Fluorescent microscopy images of cells after being transfected.

Transfection alters the genetic makeup of eukaryotic cells by introducing foreign nucleic acids, including DNA, RNA, and small noncoding RNAs such as siRNA, shRNA, and miRNA. Scientists use transfection techniques to advance cellular research and enhance drug discovery by enabling researchers to characterize cellular processes and study molecular disease mechanisms.1–3 

Planning a Successful Transfection

Researchers deliver transfected nucleic acids as oligonucleotides or in a viral or plasmid vector, which carries the genetic material into the host cells. Transfection can be stable or transient. Stable transfection results in sustained, long-term expression, whereas expression will eventually be lost after transient transfection as host cells replicate. Scientists apply stable transfection for long-term and large-scale genetic and pharmacology studies. Transient transfection is useful for short-term studies, such as investigating the effects of gene knock-in or knock-down.2 

When planning transfection experiments, researchers must first select a delivery method to transfer nucleic acids into target cells. The delivery method may be physical, such as electroporation, or chemical involving lipid-based or nonlipid-based reagents. Delivery methods affect the host cell surface and facilitate nucleic acid entry into the cell. In the case of chemical delivery methods, the reagent forms a complex with the nucleic acid to enhance contact with the cell membrane. The ability to successfully transfect a cell varies by cell type, protocol, and composition of the transfection reagent.1,2

Transfection Challenges

Four blue containers of X-tremeGENE™ transfection reagents from Roche®.

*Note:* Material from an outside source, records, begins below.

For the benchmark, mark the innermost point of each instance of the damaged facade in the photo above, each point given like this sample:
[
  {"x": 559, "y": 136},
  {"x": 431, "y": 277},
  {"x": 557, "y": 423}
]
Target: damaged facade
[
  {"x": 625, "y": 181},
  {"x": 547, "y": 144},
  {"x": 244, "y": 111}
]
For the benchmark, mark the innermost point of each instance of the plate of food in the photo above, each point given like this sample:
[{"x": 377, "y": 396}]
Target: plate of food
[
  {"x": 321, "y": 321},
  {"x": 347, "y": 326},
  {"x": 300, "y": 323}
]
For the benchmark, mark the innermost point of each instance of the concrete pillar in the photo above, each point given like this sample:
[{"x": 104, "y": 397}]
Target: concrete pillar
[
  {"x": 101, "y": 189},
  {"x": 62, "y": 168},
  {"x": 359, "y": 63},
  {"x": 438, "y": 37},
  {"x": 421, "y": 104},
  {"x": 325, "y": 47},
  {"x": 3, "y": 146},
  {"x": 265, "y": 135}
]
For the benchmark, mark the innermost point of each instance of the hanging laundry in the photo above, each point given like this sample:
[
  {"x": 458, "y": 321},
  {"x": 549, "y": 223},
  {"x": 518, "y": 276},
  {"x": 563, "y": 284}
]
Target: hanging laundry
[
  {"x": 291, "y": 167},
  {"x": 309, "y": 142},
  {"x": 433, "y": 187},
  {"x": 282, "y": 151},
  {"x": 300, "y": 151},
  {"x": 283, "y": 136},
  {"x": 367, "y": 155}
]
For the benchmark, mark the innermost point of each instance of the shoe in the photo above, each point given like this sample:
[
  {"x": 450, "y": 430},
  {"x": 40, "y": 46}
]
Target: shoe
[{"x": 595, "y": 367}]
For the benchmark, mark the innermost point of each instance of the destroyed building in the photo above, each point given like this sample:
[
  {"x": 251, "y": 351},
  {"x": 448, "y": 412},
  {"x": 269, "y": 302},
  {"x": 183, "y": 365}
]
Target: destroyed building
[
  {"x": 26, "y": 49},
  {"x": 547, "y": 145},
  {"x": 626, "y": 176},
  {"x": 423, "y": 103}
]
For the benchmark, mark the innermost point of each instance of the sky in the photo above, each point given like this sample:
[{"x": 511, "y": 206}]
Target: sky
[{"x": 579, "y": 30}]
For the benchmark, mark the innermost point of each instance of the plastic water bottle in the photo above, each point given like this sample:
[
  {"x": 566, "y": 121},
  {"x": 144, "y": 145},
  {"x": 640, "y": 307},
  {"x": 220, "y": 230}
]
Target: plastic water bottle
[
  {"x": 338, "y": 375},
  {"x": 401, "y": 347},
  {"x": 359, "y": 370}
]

Transfection often causes cytotoxicity due to the effects of transfection reagents on the cell surface, which can stress the cells. Additionally, transfection reagents can be expensive and have highly specific applications, so researchers often need to buy different reagents depending on the nucleic acids and cell types they transfect. When choosing transfection reagents, researchers must identify the cell type and culture conditions for their experiment. Rare cell cultures such as neurons or primary cells require reagents that facilitate nucleic acid delivery in hard-to-transfect cells. Researchers must also consider the amount of reagent they will need before selecting an appropriate transfection reagent, as this will affect cost and toxicity. The ideal product will minimize the number of different reagents a researcher needs and optimize the effectiveness of their experiments. Therefore, an ideal reagent has multiple applications, low cytotoxicity, and high transfection efficiency.1–3

X-tremeGENE™ transfection reagents from Roche® efficiently transfect many types of cells, from common to rare and primary cells. Scientists can choose from a range of X-tremeGENE™ transfection reagents based on their experimental needs, to deliver a variety of molecules in different applications, including lentiviral production, gene knock-down, and gene-editing.1,4–7 

An All-In-One Solution

Researchers looking for an all-in-one reagent to use across different experiments can choose the new X-tremeGENE™ 360 transfection reagent, a high-performing, versatile, and reliable solution for delivering a variety of nucleic acids into many different cell types. This innovative reagent forms a complex with DNA or RNA and can transfect siRNA/miRNA, plasmid DNA, and CRISPR/Cas9 materials into animal or insect cells with high efficiency. It is a universal polymer designed for a broad range of eukaryotic cells, including many cell lines not transfected well by other reagents. The X-tremeGENE™ 360 reagent functions well in the presence or absence of serum and researchers can use it for transient transfection, stable transfection, siRNA expression, and CRISPR gene editing. Finally, the X-tremeGENE™ 360 reagent is cost and time effective. 1 mL of X-tremeGENE™ 360 transfection reagent can be used to perform up to 10,000 transfections in 96-well plates. Because it produces minimal cytotoxicity and cell morphology changes when adequate numbers of cells are transfected, it eliminates the need to change media after adding the transfection reagent, saving time and media expenses.1,6 This universal and effective transfection reagent with minimal cytotoxicity is an attractive solution for researchers seeking to optimize their transfection protocols and declutter their cell culture room freezers. 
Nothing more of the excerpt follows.